Content Negotiation: why it is useful, and how to make it work
We recently received a puzzled message from a visitor of the W3C Web site, asking how we were serving images without file suffix in their URI. Looking around, our visitor found that http://www.w3.org/StyleSheets/TR/logo-REC
was not one file, but two: logo-REC.gif
and logo-REC.png
. How do we do that?
The short answer is: Content Negotiation.
In this article, we will discuss content negotiation in depth and examine practical solutions. However, to begin, we need to first understand what a URI is, and what it is not.
A URI is a reference
The first thing we need to understand is that a URI is not a file name.
It is convenient to see a URI as the location for a file, and in most cases, the analogy works. However, as we will see soon, this analogy is too poor to describe everything a URI actually is. Let's just remember that there is a good reasons why web "pedants" insist on calling it a URI, a Universal Resource Identifier, not a URL: it is not a file name or location, it is an identifier (or a reference) to a resource. By using a proper protocol, it is possible to retrieve the actual resource, that's called dereferencing a URI.
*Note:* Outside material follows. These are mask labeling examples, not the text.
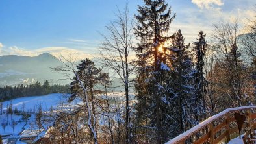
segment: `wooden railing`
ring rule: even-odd
[[[235,112],[244,114],[246,120],[243,130],[251,125],[256,126],[256,106],[228,108],[211,117],[191,129],[171,139],[167,144],[218,143],[229,141],[231,136],[238,132],[234,117]]]

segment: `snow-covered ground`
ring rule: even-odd
[[[30,121],[34,121],[35,114],[32,112],[34,110],[36,111],[38,110],[39,105],[42,106],[42,111],[47,112],[50,110],[52,107],[54,109],[58,109],[58,107],[60,106],[61,103],[67,103],[67,98],[68,95],[55,93],[49,94],[44,96],[34,96],[34,97],[27,97],[17,98],[11,101],[5,101],[3,102],[3,110],[5,114],[0,114],[0,134],[1,135],[12,135],[17,136],[19,134],[24,128],[31,128],[29,125]],[[6,114],[7,107],[10,106],[10,104],[12,104],[12,110],[14,110],[16,108],[18,110],[28,112],[31,113],[31,117],[26,123],[25,120],[22,119],[21,115],[16,115],[12,114]],[[12,121],[16,122],[16,125],[14,128],[12,127]],[[8,123],[3,128],[3,124]],[[5,125],[5,124],[3,124]]]
[[[239,136],[233,139],[230,140],[230,141],[227,144],[243,144],[244,142],[242,141],[242,136],[241,136],[241,139],[239,139]]]
[[[17,108],[18,110],[23,110],[24,103],[25,111],[33,110],[34,107],[37,109],[40,104],[41,104],[43,110],[49,110],[51,106],[55,108],[60,104],[60,102],[67,102],[67,98],[68,97],[69,95],[67,94],[54,93],[44,96],[17,98],[3,102],[3,108],[4,110],[6,110],[7,106],[9,106],[10,103],[12,102],[13,110]]]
But why all this abstraction, since in most cases the resource will happen to be stored in a file anyway, and the URI will be mapped directly to the file name?
Let us consider two things very similar to a URI: a bar code for a product, and an ISBN for a book. The former is a reference to a product, and the latter, a reference to a publication. In the case of the bar code and associated product, it is important to note that the product is not a specific box of cookies on a shelf, the referred product is actually the type of cookies of a certain brand, and all share the same bar code. Similarly, ISBNs do not refer to a flesh and bone (or, rather, paper-and-spine) book, but to the text it contains. In fact, it is not rare that several editions of a book share the same ISBN number: in the context of the ISBN, they are similar.
The same idea can be applied to URIs. A URI refers to a resource, but the resource is not one file on one web server. Take for example the resource "the weather in Oaxaca". A resource is just that: a piece of information on the Web. An HTML document with a text describing the weather in Oaxaca, or an image representing a map with indicators about the weather, all these files can be appropriate representations for this resource.
In fact, the maintainer of the Web resource could very well decide that a number of representations of this piece of information are equivalent, and think "what if I let the visitors of my Web site decide which representation they prefer?" On the Web, these equivalent representations of a resource are called variants, and the mechanism used to determine which of the existing representations is most appropriate for a given request is called Content Negotiation.
Content Negotiation: figuring out the best deal for everyone
Content Negotiation is a complex-sounding term for what is a rather simple mechanism.
Imagine yourself discussing on the phone, suggesting a date. You ask: We should meet soon! How about Wednesday, or Friday?
. your friend answers Excellent! I have free time on Friday!
. Sounds simple? Now replace the date with a resource, think of yourself as the client requesting a resource and your friend as the Server, accepting the request based on the preferences of the client and on its own availabilities: this is Content-Negotiation as it is implemented on the Web.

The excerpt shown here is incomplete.